Solving $y' = \ln\ln(4+y^2)$ using Euler's method

Question

Consider the following problem $$y' = \ln\ln(4+y^2), \quad x\in[0,1], y(0)=1$$ We can formulate the problem the approximate the solution $$y_{n+1} = y_n + h \ln \ln(4+y_n^2), \qquad n = 0,1,...,N-1, \quad y_0 = 0$$ with mesh points $x_n = nh$. I am tasked with finding the truncation error. Now considering a Taylor series we find that $$|T_n|\leq \frac{h}{2!}|(\ln\ln(4+\xi^2))'| \quad \xi \in (x_n,x_{n+1})$$

Now $$\ln\ln(4+y^2)' = \frac{d}{dy}\ln\ln(4+y^2) = \frac{2y\ln\ln(4+y^2)}{\ln(4+y^2)(4+y^2)} \leq \frac{2y}{4+y^2} \leq 1/2$$

$$\therefore |T_n| \leq \frac{h}{4}$$

Is this the correct way to go about obtaining this?

Answer 1

I believe that the only mistake is in your application of the chain rule. I find it helpful to break the function into its composite parts and apply the chain rule one step at a time.

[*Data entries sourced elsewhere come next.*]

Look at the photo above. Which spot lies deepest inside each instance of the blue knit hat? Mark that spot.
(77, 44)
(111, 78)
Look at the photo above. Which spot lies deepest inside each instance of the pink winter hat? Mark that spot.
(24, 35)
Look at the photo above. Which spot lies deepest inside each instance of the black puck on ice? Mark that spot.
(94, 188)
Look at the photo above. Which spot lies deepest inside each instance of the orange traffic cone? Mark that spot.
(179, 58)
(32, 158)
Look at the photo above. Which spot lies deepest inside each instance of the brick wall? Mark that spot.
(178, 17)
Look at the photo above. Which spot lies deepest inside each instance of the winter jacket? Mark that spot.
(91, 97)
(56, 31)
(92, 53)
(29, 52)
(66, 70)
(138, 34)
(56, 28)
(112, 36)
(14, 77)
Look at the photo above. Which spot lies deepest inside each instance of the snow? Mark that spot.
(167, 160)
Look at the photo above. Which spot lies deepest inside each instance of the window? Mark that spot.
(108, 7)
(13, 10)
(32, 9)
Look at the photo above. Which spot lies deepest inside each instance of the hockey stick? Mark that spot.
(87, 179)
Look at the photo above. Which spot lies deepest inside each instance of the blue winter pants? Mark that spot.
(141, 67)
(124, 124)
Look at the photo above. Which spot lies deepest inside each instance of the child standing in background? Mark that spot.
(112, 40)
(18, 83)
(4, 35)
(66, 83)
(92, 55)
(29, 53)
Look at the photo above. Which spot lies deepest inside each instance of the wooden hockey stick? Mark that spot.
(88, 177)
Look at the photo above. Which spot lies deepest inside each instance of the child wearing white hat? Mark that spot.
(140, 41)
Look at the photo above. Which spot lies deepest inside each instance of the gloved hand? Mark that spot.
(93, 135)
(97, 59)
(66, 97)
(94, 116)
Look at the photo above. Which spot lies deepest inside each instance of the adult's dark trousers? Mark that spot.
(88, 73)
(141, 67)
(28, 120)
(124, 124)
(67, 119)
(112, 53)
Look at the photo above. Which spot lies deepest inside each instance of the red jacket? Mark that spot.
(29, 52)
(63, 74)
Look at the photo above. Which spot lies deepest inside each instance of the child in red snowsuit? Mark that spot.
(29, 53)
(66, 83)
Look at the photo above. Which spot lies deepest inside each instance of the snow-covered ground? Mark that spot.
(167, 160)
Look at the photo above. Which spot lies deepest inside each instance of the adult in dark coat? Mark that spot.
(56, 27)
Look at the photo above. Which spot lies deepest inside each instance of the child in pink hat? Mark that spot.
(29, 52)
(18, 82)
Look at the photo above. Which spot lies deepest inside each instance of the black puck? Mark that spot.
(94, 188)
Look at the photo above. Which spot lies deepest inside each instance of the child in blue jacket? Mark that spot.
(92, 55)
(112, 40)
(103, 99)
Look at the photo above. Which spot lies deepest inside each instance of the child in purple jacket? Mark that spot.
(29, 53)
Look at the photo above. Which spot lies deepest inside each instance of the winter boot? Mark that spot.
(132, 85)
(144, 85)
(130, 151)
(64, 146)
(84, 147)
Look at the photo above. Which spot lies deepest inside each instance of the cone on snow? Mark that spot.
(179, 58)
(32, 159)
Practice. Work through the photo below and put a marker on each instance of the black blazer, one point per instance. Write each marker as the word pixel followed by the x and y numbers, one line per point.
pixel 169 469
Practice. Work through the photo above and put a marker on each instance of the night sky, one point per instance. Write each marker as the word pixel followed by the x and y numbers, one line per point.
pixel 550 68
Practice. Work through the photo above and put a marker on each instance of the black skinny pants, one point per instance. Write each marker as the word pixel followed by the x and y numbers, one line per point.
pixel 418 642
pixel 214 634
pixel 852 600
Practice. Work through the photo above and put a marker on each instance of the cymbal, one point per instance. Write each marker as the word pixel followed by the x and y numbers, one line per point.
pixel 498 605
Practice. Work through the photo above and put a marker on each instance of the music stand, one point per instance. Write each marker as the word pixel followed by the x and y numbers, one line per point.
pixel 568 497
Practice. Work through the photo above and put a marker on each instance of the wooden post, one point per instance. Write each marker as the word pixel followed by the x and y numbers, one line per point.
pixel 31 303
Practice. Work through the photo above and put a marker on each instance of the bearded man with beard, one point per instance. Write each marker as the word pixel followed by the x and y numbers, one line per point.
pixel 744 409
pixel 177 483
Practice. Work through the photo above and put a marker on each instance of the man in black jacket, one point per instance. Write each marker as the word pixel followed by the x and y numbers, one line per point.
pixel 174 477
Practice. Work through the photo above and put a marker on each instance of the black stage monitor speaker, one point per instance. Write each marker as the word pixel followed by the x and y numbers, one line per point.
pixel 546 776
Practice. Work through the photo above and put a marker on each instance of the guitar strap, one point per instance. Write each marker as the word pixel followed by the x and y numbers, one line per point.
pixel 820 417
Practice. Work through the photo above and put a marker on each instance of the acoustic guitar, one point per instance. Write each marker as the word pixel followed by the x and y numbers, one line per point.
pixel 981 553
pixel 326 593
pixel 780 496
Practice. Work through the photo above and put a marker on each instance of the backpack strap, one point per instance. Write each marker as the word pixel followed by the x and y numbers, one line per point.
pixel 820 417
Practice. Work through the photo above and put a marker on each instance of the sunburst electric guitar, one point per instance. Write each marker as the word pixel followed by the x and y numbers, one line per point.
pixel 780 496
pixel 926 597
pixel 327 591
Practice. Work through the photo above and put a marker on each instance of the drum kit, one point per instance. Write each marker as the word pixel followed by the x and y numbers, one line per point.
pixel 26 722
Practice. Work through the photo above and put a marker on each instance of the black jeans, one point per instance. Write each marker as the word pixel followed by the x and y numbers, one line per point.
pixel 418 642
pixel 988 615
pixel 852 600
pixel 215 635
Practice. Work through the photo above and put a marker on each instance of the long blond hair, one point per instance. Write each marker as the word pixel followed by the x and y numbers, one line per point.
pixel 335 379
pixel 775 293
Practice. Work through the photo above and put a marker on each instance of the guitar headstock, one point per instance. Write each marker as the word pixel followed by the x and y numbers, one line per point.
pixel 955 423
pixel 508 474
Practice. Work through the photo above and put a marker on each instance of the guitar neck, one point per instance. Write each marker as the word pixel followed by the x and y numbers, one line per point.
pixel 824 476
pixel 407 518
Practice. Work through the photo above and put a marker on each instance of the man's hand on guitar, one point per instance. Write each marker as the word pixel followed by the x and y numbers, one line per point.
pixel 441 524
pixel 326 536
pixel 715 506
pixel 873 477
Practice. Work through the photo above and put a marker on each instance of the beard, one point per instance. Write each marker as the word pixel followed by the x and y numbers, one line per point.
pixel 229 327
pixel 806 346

Let $f, g, h$ be the functions given by \begin{align} f(y) &= 4 + y^2 \\ g(y) &= \ln(y) \\ h(y) &= g(y). \end{align} Then $$k(y) = h(g(f(y)) = \ln(\ln(4+y^2)$$ is the function of interest and $k$ is defined and differentiable for all $y$. Moreover, $$ k'(y) = h'(g(f(y))g'(f(y))f'(y) = \frac{1}{\ln(4+y^2)}\frac{1}{4+y^2}2y.$$ The derivative $k'$ can be bounded as follows $$ |k'(y)| \leq \frac{1}{\ln(4)} \frac{2|y|}{4 + y^2},$$ because $\ln$ is monotone increasing. You have already applied the helpful inequality $$ |ab| \leq \frac{1}{2} (a^2 + b^2),$$ which in our case, where $a=2$ and $b=|y|$, allows for the estimate $$ |k'(y)| \leq \frac{1}{2 \ln(4)}.$$

Breaking complicated functions into composite parts is especially useful when programming computers. One line per component produces a program which is easy for a human being to debug/verify.